In 1934, he would marry Florence Mackenzie, daughter of Canadian missionary parents in China. They would have three daughters, the youngest of which Liddell would never meet. With the advancing Japanese invasion, Liddell’s expectant wife hastened back to Canada with their daughters. Liddell would remain in China while his family settled in Hamilton, Ont.

He loved China, and because of his birth and death there, he is affectionately called by some China’s first Olympic gold medallist. That was all before Mao’s revolution, so his memory is no longer honoured by the Chinese communists.

In Scotland though, the honours still come. He was inducted into the Scotland Sports Hall of Fame, and there is an Eric Liddell Centre for those living with dementia. A graduate of the University of Edinburgh in 1924, Liddell was granted an honorary doctorate this year to mark the centenary of his degree and the Olympic medal.

Liddell’s most famous quotation is not something he actually said, but from the screenplay of Chariots of Fire.

“I believe God made me for a purpose,” Liddell tells his sister. “For China. But He also made me fast. And when I run, I feel His pleasure.”

Liddell ran faster than grown men, with the joy of a boy delighted in the running itself. He lived his life — and his running — as a gift from God to be generously shared with others.

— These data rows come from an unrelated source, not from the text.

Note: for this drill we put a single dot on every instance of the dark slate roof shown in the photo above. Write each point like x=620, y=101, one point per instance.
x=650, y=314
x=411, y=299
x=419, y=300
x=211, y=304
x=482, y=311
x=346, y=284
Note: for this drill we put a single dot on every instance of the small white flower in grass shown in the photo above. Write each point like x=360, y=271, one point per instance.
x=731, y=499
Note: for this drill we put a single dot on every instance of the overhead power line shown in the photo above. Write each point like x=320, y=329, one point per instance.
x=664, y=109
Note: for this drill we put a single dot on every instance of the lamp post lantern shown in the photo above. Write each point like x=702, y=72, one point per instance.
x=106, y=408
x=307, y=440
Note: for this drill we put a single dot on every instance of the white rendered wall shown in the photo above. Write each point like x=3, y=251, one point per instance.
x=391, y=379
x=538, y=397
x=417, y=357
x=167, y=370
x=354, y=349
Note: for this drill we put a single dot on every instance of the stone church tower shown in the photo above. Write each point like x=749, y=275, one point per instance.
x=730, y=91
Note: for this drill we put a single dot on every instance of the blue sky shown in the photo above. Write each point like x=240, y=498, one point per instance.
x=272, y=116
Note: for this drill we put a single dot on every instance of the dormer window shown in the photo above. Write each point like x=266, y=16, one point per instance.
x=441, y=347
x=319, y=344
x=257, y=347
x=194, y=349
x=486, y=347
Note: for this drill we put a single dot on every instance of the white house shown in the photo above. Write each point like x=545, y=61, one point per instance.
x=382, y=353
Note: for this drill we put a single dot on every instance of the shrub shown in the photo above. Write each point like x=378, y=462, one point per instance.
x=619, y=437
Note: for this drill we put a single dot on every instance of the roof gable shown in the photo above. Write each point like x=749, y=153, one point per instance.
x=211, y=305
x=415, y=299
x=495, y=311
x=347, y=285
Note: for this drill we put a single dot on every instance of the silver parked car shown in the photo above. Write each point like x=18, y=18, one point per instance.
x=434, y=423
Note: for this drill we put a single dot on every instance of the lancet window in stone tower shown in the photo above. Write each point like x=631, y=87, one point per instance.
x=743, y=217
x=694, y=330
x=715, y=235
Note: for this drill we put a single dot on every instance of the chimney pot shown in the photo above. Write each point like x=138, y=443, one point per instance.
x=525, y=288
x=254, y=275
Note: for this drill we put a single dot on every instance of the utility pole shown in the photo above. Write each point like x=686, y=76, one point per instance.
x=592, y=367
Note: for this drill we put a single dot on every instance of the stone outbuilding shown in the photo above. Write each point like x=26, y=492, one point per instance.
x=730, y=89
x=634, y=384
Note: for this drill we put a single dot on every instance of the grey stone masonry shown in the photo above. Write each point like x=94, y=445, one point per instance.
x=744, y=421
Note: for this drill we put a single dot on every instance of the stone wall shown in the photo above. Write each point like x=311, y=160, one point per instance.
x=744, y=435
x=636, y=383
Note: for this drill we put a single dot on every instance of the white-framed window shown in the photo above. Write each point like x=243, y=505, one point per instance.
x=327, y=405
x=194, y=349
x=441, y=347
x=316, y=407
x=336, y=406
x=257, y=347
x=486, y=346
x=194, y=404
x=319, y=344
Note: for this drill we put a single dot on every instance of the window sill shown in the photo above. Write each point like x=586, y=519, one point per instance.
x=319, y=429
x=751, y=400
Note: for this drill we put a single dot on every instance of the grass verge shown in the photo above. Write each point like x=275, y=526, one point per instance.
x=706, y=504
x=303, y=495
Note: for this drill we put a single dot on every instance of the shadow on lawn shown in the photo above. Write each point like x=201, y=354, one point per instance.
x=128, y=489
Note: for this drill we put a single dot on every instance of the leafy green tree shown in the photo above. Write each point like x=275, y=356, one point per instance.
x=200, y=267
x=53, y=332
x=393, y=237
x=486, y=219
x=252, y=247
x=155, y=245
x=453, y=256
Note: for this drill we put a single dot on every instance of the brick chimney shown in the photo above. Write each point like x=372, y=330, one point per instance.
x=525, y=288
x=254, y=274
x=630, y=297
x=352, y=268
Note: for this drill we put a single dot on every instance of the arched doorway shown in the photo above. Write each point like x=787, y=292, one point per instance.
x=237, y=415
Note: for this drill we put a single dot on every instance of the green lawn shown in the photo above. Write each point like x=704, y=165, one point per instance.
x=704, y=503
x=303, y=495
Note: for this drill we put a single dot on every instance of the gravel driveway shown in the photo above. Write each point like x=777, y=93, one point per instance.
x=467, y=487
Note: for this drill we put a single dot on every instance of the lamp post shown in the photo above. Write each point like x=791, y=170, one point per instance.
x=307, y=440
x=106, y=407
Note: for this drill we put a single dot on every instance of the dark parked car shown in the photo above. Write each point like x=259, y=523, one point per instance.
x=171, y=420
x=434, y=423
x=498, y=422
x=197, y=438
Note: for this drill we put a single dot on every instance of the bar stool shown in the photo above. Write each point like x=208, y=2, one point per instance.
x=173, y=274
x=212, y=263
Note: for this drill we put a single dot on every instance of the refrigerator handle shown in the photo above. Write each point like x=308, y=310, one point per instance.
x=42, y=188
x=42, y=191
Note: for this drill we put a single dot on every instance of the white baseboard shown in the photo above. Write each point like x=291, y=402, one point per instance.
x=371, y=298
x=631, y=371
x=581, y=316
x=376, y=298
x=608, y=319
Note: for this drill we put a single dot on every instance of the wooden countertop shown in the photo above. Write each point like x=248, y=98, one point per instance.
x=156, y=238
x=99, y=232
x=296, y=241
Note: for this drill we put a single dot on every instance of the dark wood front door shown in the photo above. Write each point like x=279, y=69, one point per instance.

“The glory of God is man fully alive,” wrote Saint Irenaeus, when the games were still being contested in ancient Athens. Liddell in full flight is what Irenaeus had in mind. The drama of 1924 made Liddell, almost uniquely, a champion of the Olympic ideal and the Christian spirit.

This latest honour from Liddell’s alma mater, accepted by his Canadian family, follows the decision by the University of Edinburgh to erect in 1991 a memorial headstone at Liddell’s missionary camp site in China. There could only be one inscription: They shall mount up with wings as eagles; they shall run and not be weary — Isaiah 40:31.